Vous avez gagné un Laval Virtual Award lors d’une édition précédente. Qu’est-ce que cela vous a apporté en tant qu’artiste ?
Le prix que nous avons reçu lors de l’édition 2019 nous a permis de confirmer que nos recherches vont dans le bon sens, que le dispositif que nous avons mis en place est une preuve de concept, sur la base de laquelle nous pouvons continuer à travailler. Depuis 2019 nous avons présenté nos performances de danse et réalité virtuelle dans de nombreux contextes et pays différents. Les rencontres et les échanges nous ont permis de grandir et d’enrichir notre bagage professionnel et de faire fleurir de nouvelles idées. Les mêmes collaborateurs que nous avons aujourd’hui avec le projet actuel sont issus des rencontres perpétrées ces dernières années, d’échanges artistiques, de recherche, de méthodologie, d’objectifs vitaux et sociaux. Il me semble qu’à partir de ce jour, l’année commence en avril à Laval !
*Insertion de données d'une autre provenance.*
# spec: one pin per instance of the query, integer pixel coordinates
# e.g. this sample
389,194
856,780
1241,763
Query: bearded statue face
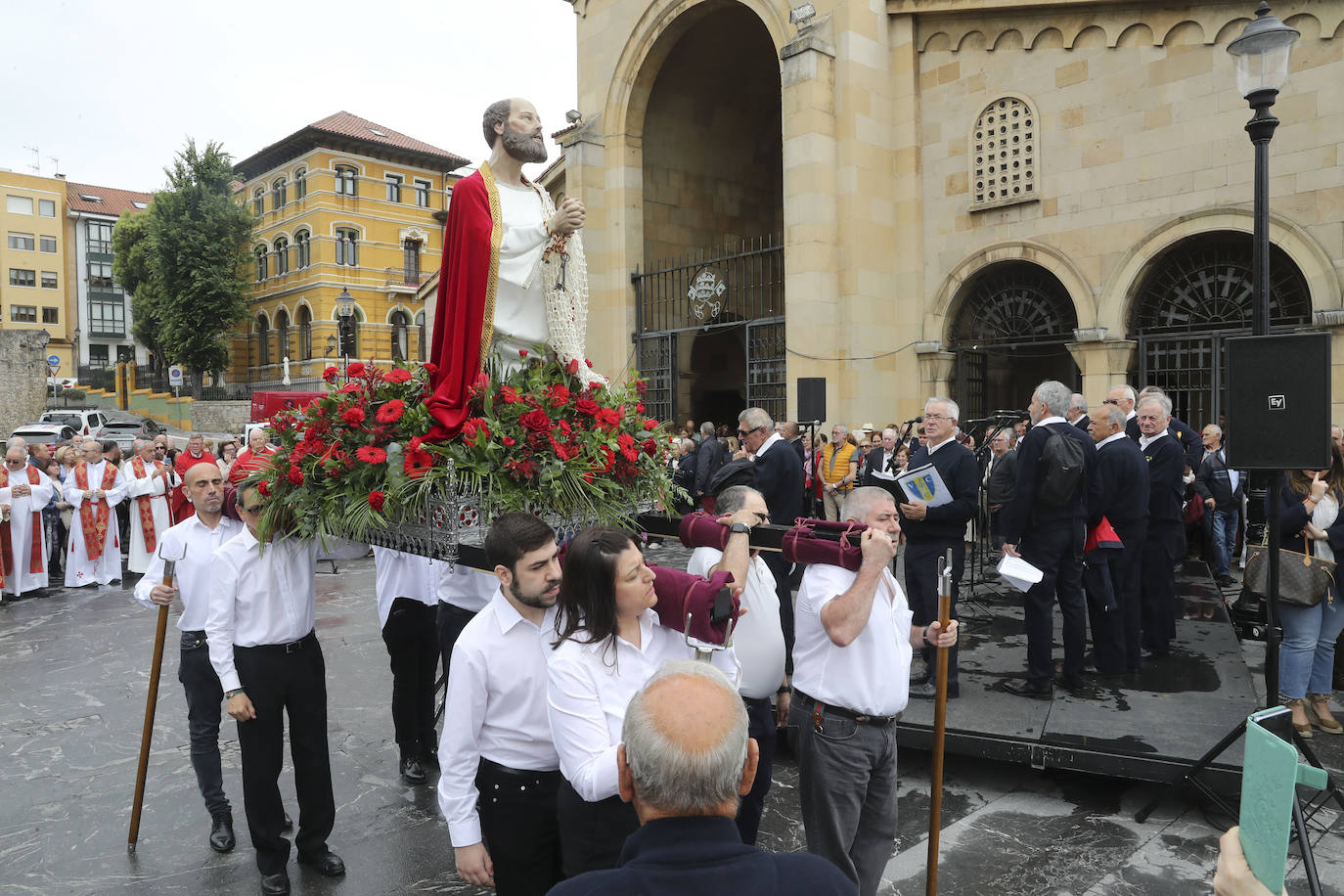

Essayez-vous de passer un message à travers vos œuvres ?
Eve 3.0 fait réfléchir sur des états de conscience extrêmes communs et répandus comme la dépendance, l’anxiété, la dépression, l’obsession, la jalousie et la paranoïa. Le message est celui de l’ouverture au dialogue, de l’intégration de la communication corporelle et donc non verbale, et de la créativité que le corps nous réserve, qui peut enrichir notre relation avec nous-mêmes et avec les autres. À un autre niveau d’interprétation, nous voulons transmettre l’idée que nous pouvons tous nous retrouver dans des situations problématiques, et que le soutien des autres est important.
Pour vous, qu’apportent la réalité virtuelle et les nouvelles technologies à l’art ?
La réalité virtuelle permet une expérience immersive, une sorte d’entrée dans une nouvelle dimension qui nous détourne de la dimension réelle. À partir du moment où l’on s’isole avec des casques VR, nous rentrons dans une dimension parallèle, et nous pensons à peine à la réalité.
C’est pourquoi les choix artistiques prennent une grande importance pour la transmission d’un message et d’une expérience, car le spectateur est totalement disponible et peut difficilement détourner son attention, à moins d’enlever son casque. En particulier, dans le cas de mes recherches, je suis très intéressée par l’expérience perceptive d’avoir un corps qui n’est pas à soi, par l’idée d’effectuer une sorte de “saut corporel”.
Comment les technologies ont-elles changé le rapport entre l’œuvre et le spectateur ?
Les technologies numériques permettent une interaction, donc une intégration entre le format technologique et les choix de l’utilisateur/spectateur. Elles sont très proches du corps, mais nécessitent souvent des postures et des mouvements mécaniques et répétitifs qui dessèchent notre potentiel créatif et physique. Les propositions artistiques peuvent proposer des variantes intéressantes, jouer autrement avec les technologies numériques, et avancer de nouvelles voies d’intégration dans l’usage que l’on en fait, pour amener l’expérimentation du champ artistique vers un usage quotidien.